On the business side, decision makers are asking for some kinds of Operational Intelligence. In an episode of the a16z Podcast, they discussed The Future Of Decision-Making. They noticed that:
As companies digitize, they change the way they make decisions: decisions are made lower in the organization, based on data, and increasingly automated.
In another word, our application needs to provide real-time business related data, such as subscription numbers, churn rate, and so on. Since the data is updated in real-time, business people don't have to wait for a long feedback cycle (from weeks to years) to get a conclusion and then make a decision.
On the operation side, DevOps people are asking for the same thing, a better Operator Experience. In Operable Software, Fred Hebert explained why Observability is important:
- If we want our system to be reliable, we need to know when it misbehaves and when there are bugs.
- The general approach for this is monitoring
- In a nutshell, monitoring is the act of asking your system "how are you doing?", and checking for a response
- Monitoring generally tells you only whether something is wrong, but not what is wrong, nor why it is wrong.

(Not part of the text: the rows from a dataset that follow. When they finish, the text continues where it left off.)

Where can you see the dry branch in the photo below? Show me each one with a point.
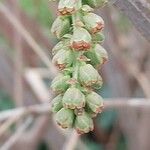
(138, 12)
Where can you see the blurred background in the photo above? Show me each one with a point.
(26, 73)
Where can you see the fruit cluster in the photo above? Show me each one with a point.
(77, 56)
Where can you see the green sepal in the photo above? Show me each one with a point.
(56, 103)
(66, 7)
(84, 123)
(94, 102)
(93, 22)
(65, 118)
(63, 58)
(90, 77)
(96, 3)
(73, 98)
(97, 55)
(60, 83)
(61, 26)
(98, 38)
(81, 39)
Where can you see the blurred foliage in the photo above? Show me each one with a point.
(39, 9)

- The identification of a fault is more generally resolved through observability.
- monitoring asks "how are you doing?"
- observability asks "what are you doing?"
- Observability comes from control theory
- self-regulating systems such as
- speed control on a car,
- flight stabilizers in airplanes.
- The gist of observability according to control theory is that by looking at the outputs of a system, you can infer its internal state.
To get a higher level of observability, our application needs to provide real-time data to infer its internal state. Again, real-time is the key here. Only with a short feedback loop, can a better Operator Experience be achieved.
The demands are high from both the business perspective and operation perspective. But I don't see any good solutions for this problem. That's also why in The Future Of Decision-Making, the hosts thought this problem is a great opportunity for starting a new business.